I've seen a dicussion about ECC ram use on servers. Why is it better?
ECC RAM – What is ECC RAM and Why is it Better?
eccmemory
Related Solutions
As stuff is stored into, left, and eventually pulled out of RAM, some corruption naturally occurs (theories vary, but the one with the most weight right now is EMI from the computer itself). ECC is a feature of RAM and motherboards that allows detection and correction of this corruption.
The corruption is usually pretty minor (ECC can usually detect and fix 1-2 bits per 64 bit "word" - and that's waaaaay beyond the typical error rates), but increases in frequency with the density of the RAM. Your average workstation/PC will never notice it. On a server where you're running high density RAM 24/7 in a high-demand environment serving critical services, you take every step you possibly can to prevent stuff from breaking.
Also note that ECC RAM must be supported by your motherboard, and the average workstation/PC does not support it.
ECC RAM is more expensive than non-ECC, is much more sensitive to clock speeds, and can incur a small (1-2%) performance hit. If it helps, an analogy that works is RAM to RAID controllers. On your PC, that hardware-assisted software RAID built into your chipset is great protection against single disk failures. On a server, that would never be enough. You need high-end, battery-backed fully hardware RAID with onboard RAM to ensure that you don't lose data due to a power outage, disk failure, or whatever.
So no, you don't really need ECC RAM in your workstation.

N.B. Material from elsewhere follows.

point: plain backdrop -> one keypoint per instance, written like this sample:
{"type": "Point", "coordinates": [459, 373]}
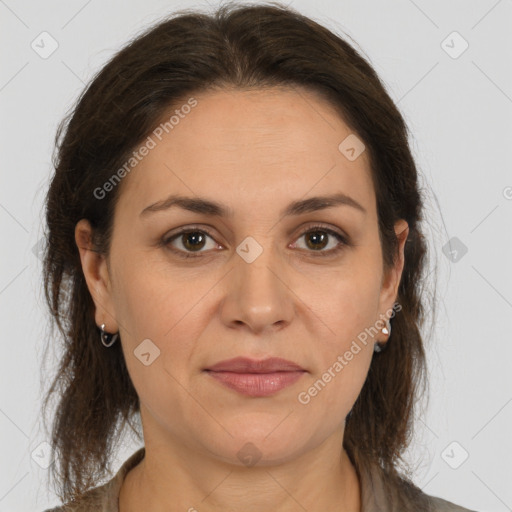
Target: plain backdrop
{"type": "Point", "coordinates": [448, 67]}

The benefit simply will not justify the price.
Linux kills the programs using memory pages with bits flipped beyond recovery (thus one ECC word with 2 flips), using a SIGBUS signal. Then it blacklists that page so that it won't be reused.
When encountering corrected faults repeatedly (typically not the case with transient flips, but with hard faults that persist after correction), pages are migrated transparently to another physical page, but using the same virtual addresses. This is done through a "leaky bucket" counter, that counts ECC errors per page over the last X units of time.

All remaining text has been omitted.